A ⇄_{k_{2}}^{k_{1}} B, with k_{1} = 0.12 and k_{2} = 1.

(14)

The initial state is set to x₀=[100 0], i.e., all 100 molecules are initially in A form. This model concerns two conformational isomers—isomers that can be interconverted by rotation about single bonds. For this system we are interested in p(0,30;10) for B; that is, the probability that given no B molecules at time 0, its population reaches 30 before time 10. The steady-state population of B for the rate constants in Eq. 14 is approximately 11. The rare event description of x₂=30 is about three times its steady-state value, so we expect its probability to be very small. Because this is a simple closed system, it is possible to calculate the exact probability of p(0,30;10) using a generator matrix (or a probability transition matrix).⁴ Using MATLAB’s matrix exponential function, we have calculated p(0,30;10)=1.191×10⁻⁵.

Since the steady-state population of B is much less than the rare event description of 30, it is necessary to bias the system so that the population of B increases. This can be achieved by either encouraging R₁ or discouraging R₂. Note that changing the propensities of both reactions is not necessary, as only the relative ratio of the two propensities matters in reaction selection.
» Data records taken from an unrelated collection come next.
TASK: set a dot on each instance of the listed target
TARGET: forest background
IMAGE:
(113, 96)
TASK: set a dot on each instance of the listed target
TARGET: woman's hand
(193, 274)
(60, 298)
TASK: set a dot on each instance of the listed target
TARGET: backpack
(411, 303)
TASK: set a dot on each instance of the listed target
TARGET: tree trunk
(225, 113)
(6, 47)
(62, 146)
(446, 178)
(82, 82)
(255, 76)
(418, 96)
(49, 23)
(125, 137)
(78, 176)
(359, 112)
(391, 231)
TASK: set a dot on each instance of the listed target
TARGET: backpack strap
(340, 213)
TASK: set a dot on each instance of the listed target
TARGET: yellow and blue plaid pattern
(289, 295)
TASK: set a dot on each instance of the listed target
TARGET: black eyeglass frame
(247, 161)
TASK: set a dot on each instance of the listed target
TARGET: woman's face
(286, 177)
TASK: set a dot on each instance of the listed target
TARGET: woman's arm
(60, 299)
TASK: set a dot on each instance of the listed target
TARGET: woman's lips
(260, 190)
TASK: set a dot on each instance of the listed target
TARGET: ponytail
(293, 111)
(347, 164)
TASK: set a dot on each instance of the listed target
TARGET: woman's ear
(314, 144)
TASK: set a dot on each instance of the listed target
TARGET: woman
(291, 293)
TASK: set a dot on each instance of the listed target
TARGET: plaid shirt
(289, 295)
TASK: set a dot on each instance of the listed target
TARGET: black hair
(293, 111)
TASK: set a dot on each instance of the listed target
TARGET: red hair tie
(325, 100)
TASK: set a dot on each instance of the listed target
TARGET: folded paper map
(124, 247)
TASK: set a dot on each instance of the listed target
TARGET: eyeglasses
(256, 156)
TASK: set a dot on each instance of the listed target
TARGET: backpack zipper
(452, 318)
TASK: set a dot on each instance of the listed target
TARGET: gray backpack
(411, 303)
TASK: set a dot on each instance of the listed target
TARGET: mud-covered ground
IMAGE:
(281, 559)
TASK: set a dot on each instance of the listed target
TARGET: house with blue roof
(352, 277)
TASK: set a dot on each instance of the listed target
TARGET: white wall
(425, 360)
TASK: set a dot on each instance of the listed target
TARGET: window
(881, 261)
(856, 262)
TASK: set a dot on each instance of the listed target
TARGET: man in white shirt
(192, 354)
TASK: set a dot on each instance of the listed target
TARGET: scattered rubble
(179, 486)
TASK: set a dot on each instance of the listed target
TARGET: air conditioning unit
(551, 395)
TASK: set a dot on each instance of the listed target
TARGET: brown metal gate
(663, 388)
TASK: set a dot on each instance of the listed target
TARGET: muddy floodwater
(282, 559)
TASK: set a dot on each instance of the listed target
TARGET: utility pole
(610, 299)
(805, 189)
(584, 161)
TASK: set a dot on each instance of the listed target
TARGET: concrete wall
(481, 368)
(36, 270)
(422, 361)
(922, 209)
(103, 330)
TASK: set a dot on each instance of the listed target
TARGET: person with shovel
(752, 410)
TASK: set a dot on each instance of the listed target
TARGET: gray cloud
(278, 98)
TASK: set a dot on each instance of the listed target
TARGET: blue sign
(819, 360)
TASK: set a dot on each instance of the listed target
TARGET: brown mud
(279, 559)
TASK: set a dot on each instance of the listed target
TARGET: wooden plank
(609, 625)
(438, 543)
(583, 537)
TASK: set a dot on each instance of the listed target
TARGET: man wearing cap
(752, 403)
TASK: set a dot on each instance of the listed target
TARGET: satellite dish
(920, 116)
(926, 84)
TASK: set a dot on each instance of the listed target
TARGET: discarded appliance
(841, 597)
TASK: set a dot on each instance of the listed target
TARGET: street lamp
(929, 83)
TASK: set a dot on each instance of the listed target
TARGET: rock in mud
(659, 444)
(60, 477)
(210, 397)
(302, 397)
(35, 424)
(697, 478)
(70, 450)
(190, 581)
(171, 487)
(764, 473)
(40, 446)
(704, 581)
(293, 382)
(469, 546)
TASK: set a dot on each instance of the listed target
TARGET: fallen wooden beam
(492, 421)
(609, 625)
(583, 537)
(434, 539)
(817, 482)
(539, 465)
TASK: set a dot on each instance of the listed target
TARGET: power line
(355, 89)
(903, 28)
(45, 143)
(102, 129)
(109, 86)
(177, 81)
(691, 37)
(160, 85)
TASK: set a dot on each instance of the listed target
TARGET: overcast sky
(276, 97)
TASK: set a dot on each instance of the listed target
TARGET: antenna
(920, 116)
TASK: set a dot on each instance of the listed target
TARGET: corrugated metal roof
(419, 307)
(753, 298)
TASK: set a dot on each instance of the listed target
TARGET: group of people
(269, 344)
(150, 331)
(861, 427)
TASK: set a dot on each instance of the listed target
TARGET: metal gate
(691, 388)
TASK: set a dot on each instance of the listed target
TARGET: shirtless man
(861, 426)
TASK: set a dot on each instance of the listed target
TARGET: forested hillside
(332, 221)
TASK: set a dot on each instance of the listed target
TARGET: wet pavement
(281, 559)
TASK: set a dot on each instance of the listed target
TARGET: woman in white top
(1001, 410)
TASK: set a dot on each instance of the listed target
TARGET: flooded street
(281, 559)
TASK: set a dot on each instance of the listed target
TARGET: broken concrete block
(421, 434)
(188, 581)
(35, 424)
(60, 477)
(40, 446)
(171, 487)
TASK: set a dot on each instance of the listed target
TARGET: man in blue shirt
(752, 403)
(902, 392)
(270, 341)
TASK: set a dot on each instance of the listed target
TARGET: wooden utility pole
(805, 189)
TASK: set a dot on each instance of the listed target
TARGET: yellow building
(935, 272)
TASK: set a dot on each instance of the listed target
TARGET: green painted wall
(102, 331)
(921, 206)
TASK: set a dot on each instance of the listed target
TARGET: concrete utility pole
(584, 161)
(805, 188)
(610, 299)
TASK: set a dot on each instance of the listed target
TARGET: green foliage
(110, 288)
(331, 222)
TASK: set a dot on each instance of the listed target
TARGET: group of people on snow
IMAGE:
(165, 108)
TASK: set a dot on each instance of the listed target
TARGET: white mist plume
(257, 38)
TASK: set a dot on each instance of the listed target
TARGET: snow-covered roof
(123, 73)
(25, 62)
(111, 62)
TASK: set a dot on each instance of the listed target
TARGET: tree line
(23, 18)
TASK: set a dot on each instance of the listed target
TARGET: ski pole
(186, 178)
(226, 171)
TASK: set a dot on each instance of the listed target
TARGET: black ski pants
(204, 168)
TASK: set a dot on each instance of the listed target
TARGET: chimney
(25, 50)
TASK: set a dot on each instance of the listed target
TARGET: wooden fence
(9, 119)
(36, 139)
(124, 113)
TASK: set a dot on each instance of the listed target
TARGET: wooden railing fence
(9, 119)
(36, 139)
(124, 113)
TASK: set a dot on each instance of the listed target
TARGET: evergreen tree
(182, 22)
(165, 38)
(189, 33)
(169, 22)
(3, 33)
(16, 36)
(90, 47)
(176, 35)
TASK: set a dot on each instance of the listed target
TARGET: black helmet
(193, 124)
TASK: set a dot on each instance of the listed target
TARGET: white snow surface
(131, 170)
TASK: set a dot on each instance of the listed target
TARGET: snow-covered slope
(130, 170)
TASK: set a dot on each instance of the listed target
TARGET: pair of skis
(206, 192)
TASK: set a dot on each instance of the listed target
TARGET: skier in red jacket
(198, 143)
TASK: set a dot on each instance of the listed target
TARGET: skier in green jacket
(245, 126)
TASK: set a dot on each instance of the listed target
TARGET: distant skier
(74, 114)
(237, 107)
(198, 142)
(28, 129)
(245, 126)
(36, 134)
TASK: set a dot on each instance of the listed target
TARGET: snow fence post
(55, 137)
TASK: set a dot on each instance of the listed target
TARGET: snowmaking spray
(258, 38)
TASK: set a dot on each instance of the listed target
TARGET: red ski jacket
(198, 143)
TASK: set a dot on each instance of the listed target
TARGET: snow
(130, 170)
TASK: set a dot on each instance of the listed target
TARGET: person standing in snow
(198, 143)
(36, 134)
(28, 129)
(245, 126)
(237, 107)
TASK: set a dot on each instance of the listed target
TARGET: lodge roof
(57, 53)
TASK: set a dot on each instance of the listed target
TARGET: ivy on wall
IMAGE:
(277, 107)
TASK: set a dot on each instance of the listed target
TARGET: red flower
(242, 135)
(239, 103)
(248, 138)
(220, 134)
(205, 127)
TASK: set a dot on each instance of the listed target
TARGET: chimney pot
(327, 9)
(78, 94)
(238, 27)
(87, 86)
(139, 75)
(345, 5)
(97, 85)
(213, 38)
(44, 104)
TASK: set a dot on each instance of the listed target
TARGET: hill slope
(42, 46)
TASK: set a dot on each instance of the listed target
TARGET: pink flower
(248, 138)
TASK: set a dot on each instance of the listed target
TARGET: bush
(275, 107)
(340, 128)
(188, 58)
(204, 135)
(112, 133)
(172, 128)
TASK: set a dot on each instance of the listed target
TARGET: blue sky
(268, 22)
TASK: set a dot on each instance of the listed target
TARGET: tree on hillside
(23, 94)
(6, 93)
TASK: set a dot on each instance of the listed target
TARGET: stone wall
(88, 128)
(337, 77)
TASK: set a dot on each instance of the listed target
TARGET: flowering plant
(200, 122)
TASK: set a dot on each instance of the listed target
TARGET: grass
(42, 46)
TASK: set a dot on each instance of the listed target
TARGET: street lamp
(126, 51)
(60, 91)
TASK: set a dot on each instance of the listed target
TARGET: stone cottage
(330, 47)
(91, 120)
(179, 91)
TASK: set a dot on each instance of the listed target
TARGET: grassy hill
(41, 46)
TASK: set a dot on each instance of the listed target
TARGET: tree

For simulation of system 14 with the original wSSA, R₁ was encouraged with different values of γ₁>1. Thus, the b functions are given by

b_{1} (x) = γ_{1} a_{1} (x), b_{2} (x) = a_{2} (x) .

(15)

To find the γ₁ that produces the minimum variance, γ₁ was varied from 1.05 to 1.65 in increments of 0.05. Of these values, γ₁=1.4 produced the lowest variance. Taking n=10⁷ and γ₁=1.4, the following estimate±twice the uncertainty (95% confidence interval) was obtained:

p (0, 30; 10) = 1.21 \times 10^{- 5} \pm 0.06 \times 10^{- 5} .

(16)

In the new biasing method, we replicated the reaction partition as done in the original system, i.e., G_E={R₁}, G_D={∅}, G_N={R₂}. After assigning ρ₁⁰=0.5, $γ_{1}^{max}$ was varied from 8 to 34 in increments of 2. Using n=10⁵ and the optimal $γ_{1}^{max} = 20$ , the following estimate was obtained with a 95% confidence interval:

p (0, 30; 10) = 1.190 \times 10^{- 5} \pm 0.011 \times 10^{- 5} .

(17)

Although both estimates contain the true probability in their 95% confidence interval, the new biasing method required only 1% of the total number of simulations used in the original algorithm. Furthermore, the new biasing method produced a more accurate estimate with a much tighter confidence interval. Figure 4 shows a side by side comparison of σ² for p(x₀,30;10) using both biasing methods. We note that the new algorithm not only decreased the variance by a factor of 1000 but also produced an accurate estimate with a larger range of $γ_{1}^{max}$ . Given n=10⁷, the previous algorithm was able to produce an accurate estimate with a narrow range of γ₁∊[1.10 1.60]. In contrast, any estimate from using the new biasing method with $γ_{1}^{max} ∊ [8 34]$ produced more accurate estimate than Eq. 16.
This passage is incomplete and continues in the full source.